La technologie "Anycast" est implémentée en utilisant  les annonces faites sur le réseau Internet par le protocole BGP ("Border Gateway Protocol"). Ainsi deux réseaux distincts peuvent annoncer la même adresse IP. A charge aux algorithmes de routage de trouver la route la plus adaptée pour une requête provenant d'une source donnée. [6]

Ainsi pour un "serveur" DNS racine ayant une seule et même adresse IP, plusieurs serveurs physiques peuvent être mutualisés, à la seule condition de posséder chacun une même et unique copie des informations DNS qu'ils hébergent.

Ainsi, les 13 serveurs DNS racines correspondent aujourd'hui en fait à plus d'une centaine (120) de serveurs physiques éparpillés dans le monde entier. La liste de ces serveurs est donnée dans le lien. [7]
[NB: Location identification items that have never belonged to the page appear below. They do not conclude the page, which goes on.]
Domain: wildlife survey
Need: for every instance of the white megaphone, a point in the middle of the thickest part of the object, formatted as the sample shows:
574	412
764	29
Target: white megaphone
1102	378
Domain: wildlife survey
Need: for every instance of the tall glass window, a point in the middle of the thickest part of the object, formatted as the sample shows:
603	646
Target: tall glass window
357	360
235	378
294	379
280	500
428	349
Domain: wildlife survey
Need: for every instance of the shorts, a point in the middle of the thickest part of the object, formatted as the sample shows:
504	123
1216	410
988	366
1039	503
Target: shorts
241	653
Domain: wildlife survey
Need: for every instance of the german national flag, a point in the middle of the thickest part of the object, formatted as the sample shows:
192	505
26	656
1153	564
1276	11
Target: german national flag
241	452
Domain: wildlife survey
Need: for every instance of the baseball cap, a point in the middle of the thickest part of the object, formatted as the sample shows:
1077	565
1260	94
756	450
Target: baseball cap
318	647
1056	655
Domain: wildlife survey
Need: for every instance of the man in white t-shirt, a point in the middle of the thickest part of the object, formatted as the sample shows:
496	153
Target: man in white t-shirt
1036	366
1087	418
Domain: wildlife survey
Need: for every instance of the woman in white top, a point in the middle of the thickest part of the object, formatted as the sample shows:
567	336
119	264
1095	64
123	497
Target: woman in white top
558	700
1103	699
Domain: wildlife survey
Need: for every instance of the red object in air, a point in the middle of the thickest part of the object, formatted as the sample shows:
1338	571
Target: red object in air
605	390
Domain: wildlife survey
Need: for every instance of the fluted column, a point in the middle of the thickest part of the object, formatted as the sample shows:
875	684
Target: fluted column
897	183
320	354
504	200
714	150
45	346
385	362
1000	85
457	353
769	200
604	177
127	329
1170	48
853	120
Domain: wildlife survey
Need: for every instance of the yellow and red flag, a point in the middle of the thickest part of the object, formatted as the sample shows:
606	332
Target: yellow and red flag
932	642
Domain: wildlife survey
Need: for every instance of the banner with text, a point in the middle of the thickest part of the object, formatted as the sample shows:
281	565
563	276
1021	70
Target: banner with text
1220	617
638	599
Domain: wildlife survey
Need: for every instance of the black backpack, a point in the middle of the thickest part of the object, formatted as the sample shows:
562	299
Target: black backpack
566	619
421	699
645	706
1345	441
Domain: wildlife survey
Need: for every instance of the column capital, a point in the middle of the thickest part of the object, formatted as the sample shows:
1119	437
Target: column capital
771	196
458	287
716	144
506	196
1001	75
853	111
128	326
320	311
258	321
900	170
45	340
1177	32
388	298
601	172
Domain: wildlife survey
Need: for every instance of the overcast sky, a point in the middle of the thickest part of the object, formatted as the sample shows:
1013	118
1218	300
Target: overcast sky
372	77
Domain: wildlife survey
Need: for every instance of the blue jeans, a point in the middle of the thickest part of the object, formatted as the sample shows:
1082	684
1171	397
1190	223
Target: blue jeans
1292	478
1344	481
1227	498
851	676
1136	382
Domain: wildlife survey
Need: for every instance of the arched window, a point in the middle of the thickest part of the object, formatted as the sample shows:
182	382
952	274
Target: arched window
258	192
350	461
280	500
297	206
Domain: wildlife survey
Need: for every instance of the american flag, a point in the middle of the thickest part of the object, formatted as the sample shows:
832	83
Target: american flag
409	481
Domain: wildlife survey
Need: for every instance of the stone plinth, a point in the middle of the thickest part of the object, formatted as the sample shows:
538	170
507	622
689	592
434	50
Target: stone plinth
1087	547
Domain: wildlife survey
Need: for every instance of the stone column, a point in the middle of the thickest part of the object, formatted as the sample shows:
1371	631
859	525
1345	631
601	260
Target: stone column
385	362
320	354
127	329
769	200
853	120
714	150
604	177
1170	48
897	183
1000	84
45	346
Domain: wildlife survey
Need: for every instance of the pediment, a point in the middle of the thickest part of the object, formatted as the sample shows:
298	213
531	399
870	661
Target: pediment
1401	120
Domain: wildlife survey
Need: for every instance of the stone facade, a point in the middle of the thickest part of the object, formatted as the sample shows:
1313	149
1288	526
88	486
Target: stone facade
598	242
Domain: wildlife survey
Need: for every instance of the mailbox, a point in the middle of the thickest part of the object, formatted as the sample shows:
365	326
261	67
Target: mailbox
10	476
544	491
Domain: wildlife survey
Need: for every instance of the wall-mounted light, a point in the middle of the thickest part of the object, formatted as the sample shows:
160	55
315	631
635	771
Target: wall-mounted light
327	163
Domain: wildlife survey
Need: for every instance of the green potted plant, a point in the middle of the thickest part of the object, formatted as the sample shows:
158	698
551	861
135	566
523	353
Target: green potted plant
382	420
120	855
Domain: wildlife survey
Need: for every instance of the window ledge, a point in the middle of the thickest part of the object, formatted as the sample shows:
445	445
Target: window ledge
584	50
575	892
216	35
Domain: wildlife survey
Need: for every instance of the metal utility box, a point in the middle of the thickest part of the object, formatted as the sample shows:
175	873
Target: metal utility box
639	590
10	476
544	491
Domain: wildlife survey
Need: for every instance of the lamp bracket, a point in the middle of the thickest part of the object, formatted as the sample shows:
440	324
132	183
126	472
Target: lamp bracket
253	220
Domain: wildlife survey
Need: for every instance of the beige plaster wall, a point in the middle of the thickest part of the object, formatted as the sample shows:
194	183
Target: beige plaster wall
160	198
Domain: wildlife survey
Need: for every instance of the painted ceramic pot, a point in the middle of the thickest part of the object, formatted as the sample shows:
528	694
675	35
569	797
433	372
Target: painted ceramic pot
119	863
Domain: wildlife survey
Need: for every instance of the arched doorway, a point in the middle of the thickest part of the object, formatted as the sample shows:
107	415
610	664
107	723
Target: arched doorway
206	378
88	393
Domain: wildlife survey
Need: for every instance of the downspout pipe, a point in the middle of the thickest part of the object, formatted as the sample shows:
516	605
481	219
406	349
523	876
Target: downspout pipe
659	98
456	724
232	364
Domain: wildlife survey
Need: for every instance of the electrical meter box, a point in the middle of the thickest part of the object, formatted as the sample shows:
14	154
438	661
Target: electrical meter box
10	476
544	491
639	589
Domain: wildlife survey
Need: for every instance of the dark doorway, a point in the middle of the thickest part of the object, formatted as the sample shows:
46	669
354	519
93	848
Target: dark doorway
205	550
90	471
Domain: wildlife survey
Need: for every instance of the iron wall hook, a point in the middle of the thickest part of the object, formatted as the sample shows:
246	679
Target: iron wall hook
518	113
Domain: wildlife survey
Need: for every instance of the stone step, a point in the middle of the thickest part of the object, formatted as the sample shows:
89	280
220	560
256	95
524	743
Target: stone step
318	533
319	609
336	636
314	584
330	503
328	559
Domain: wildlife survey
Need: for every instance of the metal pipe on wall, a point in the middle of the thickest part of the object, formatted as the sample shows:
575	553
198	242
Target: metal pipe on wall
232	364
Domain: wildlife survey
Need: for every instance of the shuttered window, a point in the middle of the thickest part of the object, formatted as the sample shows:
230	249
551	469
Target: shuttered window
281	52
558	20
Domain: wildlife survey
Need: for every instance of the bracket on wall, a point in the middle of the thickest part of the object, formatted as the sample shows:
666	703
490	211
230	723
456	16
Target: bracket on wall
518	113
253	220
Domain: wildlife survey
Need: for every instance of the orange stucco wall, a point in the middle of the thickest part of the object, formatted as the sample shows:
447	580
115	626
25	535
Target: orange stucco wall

On peut noter la présence de deux de ces serveurs "physiques" en France [8] :

  • Copie du serveur F (zone Europe - "f.root-servers.net") maintenu par la société américaine ISC. [9]
  • Copie du serveur M (zone asiatique/pacifique - "m.root-servers.net") maintenu par la société japonaise "WIDE Project".

 

L'impact de cette technologie contre les attaques DDoS :

Ainsi le 6 février dernier, l'impact de l'attaque (trafic de l'ordre de 1 Go/sec) a pu être absorbé de façon presque transparente par les serveurs DNS racines ciblés. Sur les 6 serveurs DNS racines attaqués, seuls 2 d'entre eux ("g.root-server.net" et "l.root-server.net") ont été plus sévèrement touchés que les autres. Cette situation s'explique par le simple fait que ces 2 serveurs n'ont pas encore implémenté la technologie "Anycast".


Conclusion :

La technologie "Anycast" appliquée à l'infrastructure DNS de l'Internet permet de s'affranchir du lieu géographique pour l'hébergement d'un serveur DNS racine (cela réduit également les risques physiques), mais permet surtout, pour l'instant, d'absorber les attaques par saturation (DDoS).

Cette technique pourrait également trouver d'autres terrains d'application, mais elle reste néanmoins limitée à des protocoles de communication basés sur UDP.